5 Reasons Leaders Don’t Give Tough Feedback

Most of us agree we can’t be great without candid feedback, especially about things we can improve in ourselves and our performance. Yet often we don’t receive this feedback at all or react poorly when we do. Lisa McKale recently published a very nice infographic on Resourceful Manager regarding this topic.

In my experience these are typical reasons most leaders do not provide consistent, effective, constructive feedback:Difficult Feedback

It’s Easier to Avoid Giving Tough Feedback …

… at least in the short run. Most leaders know that offering tough feedback is difficult. It requires preparation, thoughtfulness and a genuine interest in the person you give this type of feedback to. Many leaders prefer to focus on their daily responsibilities rather than take the time to deliver tough feedback well. Here’s the catch:  You’ll pay a long-term price if you withhold difficult feedback. Deprived of understanding how they can improve, your teammates will keep repeating similar mistakes. In this case, short-term pain is worth the long-term gain.

Many People React Poorly to Difficult Feedback

Although many individuals say they want constructive feedback, in reality they often react with denial, defensiveness or by being dismissive. It takes a fair amount of self-actualization to be able to handle (at least initially) a tough message with an open mind. Ah, the dreaded human nature. Leaders have to anticipate these reactions and adeptly navigate through them.  This requires patience, maturity and an understanding of the long-term benefit of delivering tough messages with tact.
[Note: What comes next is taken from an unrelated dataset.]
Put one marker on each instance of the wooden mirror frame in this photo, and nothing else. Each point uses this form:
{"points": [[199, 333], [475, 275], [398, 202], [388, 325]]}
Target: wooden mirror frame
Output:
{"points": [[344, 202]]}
Often Leaders Lack Training

Most leaders are well intentioned. Many times they don’t deliver constructive feedback because they haven’t received training in how to do this effectively. If you are not confident you have the skills to navigate a difficult conversation, it virtually eliminates your desire to engage in one. This is not a leadership skill you can develop overnight. It requires training, modeling from other leaders and also being on the receiving end of difficult messages that are well delivered. Virtually no leader delivers a truly effective tough message the first few times. This creates a reinforcing cycle of not performing well in these conversations and losing the desire to perfect the skill. No great leader I’ve worked with gives up the first few times they don’t do something well and neither should you.

Most People Desire to be Liked

Many leaders want to be liked by those they lead. Mature leaders understand that not everyone they lead will like them even if they are great leaders. People bring their own histories, feelings and beliefs to work with them. Sometimes, despite a leader’s best efforts to deliver tough feedback carefully, the recipient resents the messenger.  There is no shame in wanting to be liked; who wouldn’t? Yet truly exceptional leaders accept the fact that it will not always be possible. Sometimes it’s more important to be respected than liked.

Leaders Fear They’ll Kill Someone’s Spirit

Finally, some leaders are afraid that if they deliver a tough message it will damage someone’s spirit, self-confidence or drive. Sometimes they’re right, but not when they’re helping high performers who are rightly motivated. Strong performers with self-confidence (but not arrogance) understand the journey towards being great. No accomplished leader I have ever worked with has run away from a major setback in their career. Adversity is impossible to avoid throughout your career.  The true test is how you handle it.

Yes, it’s true that delivering tough messages is not for the faint of heart. But with the right intentions, when you deliver difficult feedback you will find your own style and ultimately master this key leadership skill. The long term gain is truly worth the short term pain!